Dans cet accord délicat entre le regard et le demi-sourire, on en attrape peut-être quelque chose. Un regard frontal et franc, mais dont la profondeur naît de tout ce qu'elle garde pour elle-même, bien caché. Qui ne dit jamais Regarde comme je suis jolie. Qui sourit par gentillesse, parce qu'elle sait que j'aime bien la photographier - elle m'accorde quelques secondes de sa rêverie, mais elle préférerait aller flotter ailleurs.
Tentative : juste, attraper un fragment de monde qui n'a pas besoin d'être vu pour exister tout entier.
A. est une petite fille très polie et assez forte en périphrases d'approche. "Excuse-moi, Avril, je ne voudrais pas te déranger tu sais bien, mais se pourrait-il que, pourrions-nous envisager, enfin j'ai pensé que peut-être il serait possible que tu me donnes ce paquet de Chamallows, dont nous savons bien toutes les deux qu'il se situe tout en haut de cette étagère à laquelle je n'ai pas accès, mmmmmh?". Et dans ce petit être blond qui se tortille dans la cuisine, tout entier tendu vers un paquet de Chamallows, la belle personne en devenir, qui ignore son propre pouvoir, est émouvante.

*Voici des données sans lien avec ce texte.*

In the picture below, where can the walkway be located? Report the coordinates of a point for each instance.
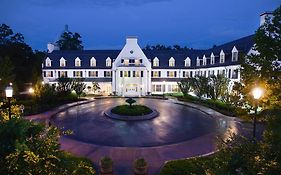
(156, 156)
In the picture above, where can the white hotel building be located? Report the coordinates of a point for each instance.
(136, 72)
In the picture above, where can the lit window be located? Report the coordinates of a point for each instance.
(93, 62)
(234, 54)
(222, 57)
(107, 73)
(48, 73)
(77, 62)
(212, 58)
(62, 62)
(62, 74)
(108, 62)
(93, 73)
(77, 73)
(197, 61)
(204, 60)
(187, 62)
(171, 62)
(156, 62)
(48, 62)
(156, 73)
(234, 74)
(171, 74)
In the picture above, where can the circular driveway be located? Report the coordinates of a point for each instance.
(175, 123)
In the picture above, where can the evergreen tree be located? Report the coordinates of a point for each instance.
(70, 41)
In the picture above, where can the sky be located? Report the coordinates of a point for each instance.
(104, 24)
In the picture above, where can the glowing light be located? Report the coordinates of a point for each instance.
(31, 90)
(9, 92)
(257, 93)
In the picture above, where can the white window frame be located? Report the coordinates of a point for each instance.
(62, 62)
(108, 62)
(187, 62)
(155, 62)
(77, 62)
(212, 58)
(93, 62)
(222, 57)
(48, 62)
(172, 62)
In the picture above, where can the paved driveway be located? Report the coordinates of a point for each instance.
(178, 132)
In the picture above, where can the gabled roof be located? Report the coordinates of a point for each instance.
(84, 55)
(243, 45)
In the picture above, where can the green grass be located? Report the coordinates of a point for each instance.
(217, 105)
(134, 110)
(191, 166)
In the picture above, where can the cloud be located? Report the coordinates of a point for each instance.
(94, 2)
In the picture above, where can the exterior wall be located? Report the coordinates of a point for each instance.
(132, 59)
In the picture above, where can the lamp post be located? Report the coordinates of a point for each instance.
(9, 95)
(257, 94)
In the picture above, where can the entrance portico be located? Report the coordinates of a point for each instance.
(132, 71)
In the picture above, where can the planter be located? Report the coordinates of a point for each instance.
(140, 167)
(106, 166)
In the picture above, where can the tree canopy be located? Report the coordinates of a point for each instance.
(70, 41)
(23, 65)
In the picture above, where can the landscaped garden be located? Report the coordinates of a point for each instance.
(131, 110)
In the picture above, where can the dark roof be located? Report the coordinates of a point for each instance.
(243, 45)
(84, 55)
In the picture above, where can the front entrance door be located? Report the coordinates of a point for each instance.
(131, 90)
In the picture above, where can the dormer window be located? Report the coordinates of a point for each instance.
(204, 60)
(62, 62)
(155, 62)
(108, 62)
(48, 62)
(187, 62)
(222, 57)
(212, 58)
(171, 62)
(93, 62)
(77, 62)
(197, 61)
(234, 54)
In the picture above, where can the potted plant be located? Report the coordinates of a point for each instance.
(106, 166)
(140, 166)
(130, 101)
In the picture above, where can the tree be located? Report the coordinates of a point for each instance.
(218, 86)
(30, 148)
(264, 68)
(78, 86)
(6, 72)
(64, 85)
(185, 86)
(26, 63)
(70, 41)
(130, 101)
(96, 86)
(200, 85)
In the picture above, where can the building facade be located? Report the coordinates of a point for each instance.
(132, 71)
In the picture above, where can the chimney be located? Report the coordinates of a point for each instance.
(264, 16)
(132, 40)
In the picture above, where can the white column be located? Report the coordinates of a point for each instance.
(113, 81)
(149, 83)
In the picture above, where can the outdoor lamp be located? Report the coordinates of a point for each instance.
(31, 90)
(9, 92)
(257, 94)
(9, 95)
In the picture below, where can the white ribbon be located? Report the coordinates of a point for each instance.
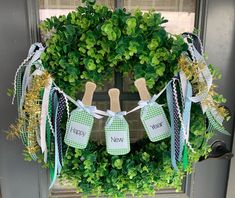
(113, 115)
(92, 110)
(144, 103)
(26, 76)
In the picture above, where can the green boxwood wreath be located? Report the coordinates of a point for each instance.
(90, 44)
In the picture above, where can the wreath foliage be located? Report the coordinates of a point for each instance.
(92, 43)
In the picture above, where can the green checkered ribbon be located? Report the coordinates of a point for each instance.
(215, 122)
(79, 128)
(117, 134)
(154, 120)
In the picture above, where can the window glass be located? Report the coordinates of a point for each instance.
(48, 8)
(179, 13)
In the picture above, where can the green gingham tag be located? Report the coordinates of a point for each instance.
(117, 135)
(155, 122)
(78, 128)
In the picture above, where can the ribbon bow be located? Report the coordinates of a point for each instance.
(113, 115)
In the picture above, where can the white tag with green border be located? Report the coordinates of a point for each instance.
(117, 135)
(78, 128)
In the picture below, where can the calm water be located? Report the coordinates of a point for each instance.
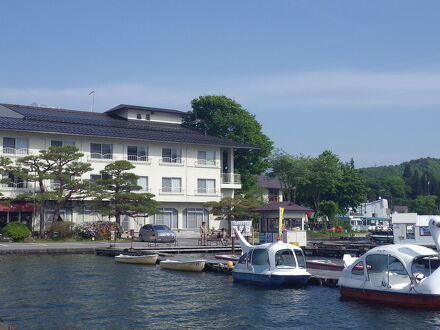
(86, 291)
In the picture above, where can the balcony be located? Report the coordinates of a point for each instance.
(206, 192)
(231, 181)
(99, 156)
(14, 151)
(173, 161)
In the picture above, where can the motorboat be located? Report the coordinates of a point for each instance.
(183, 265)
(272, 264)
(399, 274)
(137, 259)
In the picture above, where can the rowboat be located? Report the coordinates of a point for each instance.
(138, 259)
(184, 266)
(399, 274)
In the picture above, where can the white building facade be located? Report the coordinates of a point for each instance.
(182, 167)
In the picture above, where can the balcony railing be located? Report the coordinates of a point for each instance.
(230, 178)
(171, 190)
(206, 191)
(97, 155)
(14, 151)
(206, 163)
(136, 158)
(171, 161)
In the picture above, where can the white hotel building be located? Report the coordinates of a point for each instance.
(182, 167)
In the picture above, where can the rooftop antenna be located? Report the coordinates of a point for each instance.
(93, 100)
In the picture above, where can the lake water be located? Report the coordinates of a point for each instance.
(87, 291)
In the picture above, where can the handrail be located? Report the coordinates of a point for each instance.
(98, 155)
(14, 151)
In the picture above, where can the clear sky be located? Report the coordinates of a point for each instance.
(359, 78)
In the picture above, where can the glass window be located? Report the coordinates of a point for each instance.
(171, 155)
(243, 259)
(260, 257)
(206, 157)
(206, 186)
(168, 217)
(137, 153)
(101, 151)
(285, 258)
(59, 143)
(193, 217)
(143, 182)
(358, 269)
(171, 185)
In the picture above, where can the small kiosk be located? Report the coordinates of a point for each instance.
(293, 222)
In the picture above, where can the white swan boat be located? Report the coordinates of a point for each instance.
(183, 265)
(137, 259)
(400, 274)
(271, 264)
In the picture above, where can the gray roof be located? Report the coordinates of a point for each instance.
(55, 120)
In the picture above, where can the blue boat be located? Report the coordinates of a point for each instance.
(272, 264)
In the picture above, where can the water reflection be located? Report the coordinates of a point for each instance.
(84, 291)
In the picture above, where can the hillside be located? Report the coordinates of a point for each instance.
(431, 165)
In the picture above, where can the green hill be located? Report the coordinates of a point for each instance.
(422, 165)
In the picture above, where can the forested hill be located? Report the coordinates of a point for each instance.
(422, 165)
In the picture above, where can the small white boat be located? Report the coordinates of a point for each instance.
(184, 266)
(138, 259)
(271, 264)
(399, 274)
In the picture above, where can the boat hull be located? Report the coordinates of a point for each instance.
(271, 280)
(394, 298)
(190, 266)
(140, 260)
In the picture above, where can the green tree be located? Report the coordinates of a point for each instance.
(291, 171)
(118, 193)
(238, 208)
(424, 205)
(223, 117)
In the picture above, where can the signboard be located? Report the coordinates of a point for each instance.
(244, 227)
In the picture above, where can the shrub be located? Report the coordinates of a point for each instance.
(98, 230)
(63, 229)
(16, 231)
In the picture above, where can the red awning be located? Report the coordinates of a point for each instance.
(17, 208)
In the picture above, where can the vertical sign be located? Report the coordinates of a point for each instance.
(280, 225)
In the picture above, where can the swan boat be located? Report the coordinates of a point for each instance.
(137, 259)
(398, 274)
(272, 264)
(184, 266)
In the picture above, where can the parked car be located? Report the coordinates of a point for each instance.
(157, 233)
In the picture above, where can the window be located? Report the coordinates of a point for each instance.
(205, 157)
(260, 260)
(143, 183)
(168, 217)
(137, 153)
(358, 269)
(173, 185)
(171, 155)
(59, 143)
(273, 195)
(285, 258)
(424, 231)
(16, 146)
(101, 151)
(206, 186)
(193, 217)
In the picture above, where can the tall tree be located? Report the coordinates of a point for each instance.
(120, 195)
(223, 117)
(238, 208)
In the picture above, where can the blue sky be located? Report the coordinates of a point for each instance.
(360, 78)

A. fait assez souvent tomber des choses, se cogne, se trompe. Non parce qu'elle est maladroite ou ne fait pas attention, mais parce qu'elle essaye d'accorder son propre monde, rêveur, plein de lenteur et de considération, avec le réel, mal fagoté, brutal ou tordu, bizarroïde.
Aujourd'hui, A. rentre en CE2. Elle a du cacher au fond de ses poches les continents bigarrés de son univers parallèle et vrai, intangible et puissant. Se secouer pour quitter l'été, mettre des chaussures, veiller à ce que rien ne dépasse et que lundi ne soit pas boutonné avec vendredi. Lâcher sa propre musique pour entendre les consignes, les injonctions, les recommandations, faire sa petite place dans le groupe, au milieu des cris et des rires. Je sais bien comme c'est difficile et effrayant, et les souvenir affluent, de ces moments qui ont encore la force des premières fois.
Et donc, en pensant à A., mais aussi à G. (CE2), à M. (CM1), à F. (Maternelle), à O., E., et les autres, je souhaite à tous une belle et courageuse rentrée, avec cette petite photo prise au creux de l'été, encore pleine d'odeurs de mer, de sable chaud et du bruit des cigales. En regardant bien, on verra dans les yeux d'A. un tout petit bout de ciel bleu.